With artist friend E. A. Burbank he began to "really see and understand" Hopi religious life and the rich rubric of the tribe's year-round ceremonialism.
A non-violent people, the existence of the Hopi has depended upon skillful agricultural methods developed through hundreds, maybe thousands of years.
(Above) Mora's photo of the old Hopi citadel of Walpi, high on First Mesa. In a letter to his parents, he wrote: "Here are little cozy alleyways and covered passes where you have to 'duck' your head to pass. Nooks and crannies of the very oddestwhere the all pervading burro and the ubiquitous dog reign supreme."
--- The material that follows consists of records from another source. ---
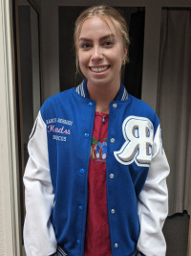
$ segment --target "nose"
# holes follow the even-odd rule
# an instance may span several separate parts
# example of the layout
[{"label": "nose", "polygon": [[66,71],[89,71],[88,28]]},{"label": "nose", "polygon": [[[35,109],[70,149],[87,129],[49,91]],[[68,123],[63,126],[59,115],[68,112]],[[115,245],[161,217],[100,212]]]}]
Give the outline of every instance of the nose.
[{"label": "nose", "polygon": [[102,55],[102,51],[101,51],[100,47],[95,46],[93,48],[93,53],[92,53],[92,57],[91,57],[92,61],[100,60],[100,59],[102,59],[102,58],[103,58],[103,55]]}]

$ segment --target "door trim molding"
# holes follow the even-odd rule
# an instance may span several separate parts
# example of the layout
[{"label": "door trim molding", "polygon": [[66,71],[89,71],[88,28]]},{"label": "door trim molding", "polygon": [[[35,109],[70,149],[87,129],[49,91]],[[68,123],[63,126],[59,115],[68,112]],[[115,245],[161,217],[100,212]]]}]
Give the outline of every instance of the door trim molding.
[{"label": "door trim molding", "polygon": [[11,0],[0,0],[0,254],[21,255]]}]

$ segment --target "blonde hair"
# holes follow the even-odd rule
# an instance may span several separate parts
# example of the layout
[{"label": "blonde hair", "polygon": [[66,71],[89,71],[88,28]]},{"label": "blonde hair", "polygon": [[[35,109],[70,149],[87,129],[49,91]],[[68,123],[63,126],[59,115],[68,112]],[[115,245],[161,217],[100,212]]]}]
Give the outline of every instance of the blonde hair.
[{"label": "blonde hair", "polygon": [[[127,23],[124,19],[124,17],[117,12],[116,9],[101,5],[101,6],[94,6],[86,9],[84,12],[81,12],[81,14],[78,16],[78,18],[75,21],[75,27],[74,27],[74,48],[75,48],[75,63],[76,63],[76,69],[78,71],[78,38],[79,35],[81,33],[81,29],[83,26],[83,23],[88,18],[92,18],[94,16],[99,16],[101,19],[103,19],[107,23],[107,19],[109,19],[116,29],[118,30],[119,35],[122,39],[123,47],[128,48],[130,44],[129,39],[129,32]],[[107,23],[108,25],[108,23]],[[109,26],[109,25],[108,25]],[[128,54],[126,56],[126,61],[129,61]]]}]

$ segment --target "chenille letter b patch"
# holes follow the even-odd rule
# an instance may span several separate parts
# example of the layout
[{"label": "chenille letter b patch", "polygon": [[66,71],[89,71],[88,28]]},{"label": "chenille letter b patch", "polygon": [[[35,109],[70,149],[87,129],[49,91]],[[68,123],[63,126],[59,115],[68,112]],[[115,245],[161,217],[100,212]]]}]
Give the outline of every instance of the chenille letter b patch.
[{"label": "chenille letter b patch", "polygon": [[123,165],[136,162],[138,166],[149,166],[152,159],[154,137],[153,124],[148,118],[129,116],[122,125],[125,143],[115,157]]}]

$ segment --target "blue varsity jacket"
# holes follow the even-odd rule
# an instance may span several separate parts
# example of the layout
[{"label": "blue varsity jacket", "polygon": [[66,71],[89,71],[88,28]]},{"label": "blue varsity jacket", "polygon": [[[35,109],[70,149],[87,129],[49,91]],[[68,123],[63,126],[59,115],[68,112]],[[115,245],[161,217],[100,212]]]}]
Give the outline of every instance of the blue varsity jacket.
[{"label": "blue varsity jacket", "polygon": [[[27,255],[56,251],[83,256],[96,111],[86,82],[48,99],[33,127],[24,175]],[[159,120],[122,84],[109,113],[106,176],[112,255],[133,256],[138,248],[147,256],[164,256],[161,228],[167,216],[169,167]]]}]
(Right) In this Mora photo, a woman douses a group of Wuwuchim men with 'foul water' during a tribal initiation ceremony held in November. More in the order of mystery plays, the theatrical song-dance pageants of the Hopi are religious experiences that almost transcend reality.
(Left) Heu-Mish katchina-mana. Mana means maid, but men only impersonate a masked kachina, whether it be male or female. In the larger dances these manas perform the music, using a notched stick which is scraped over a hollow gourd.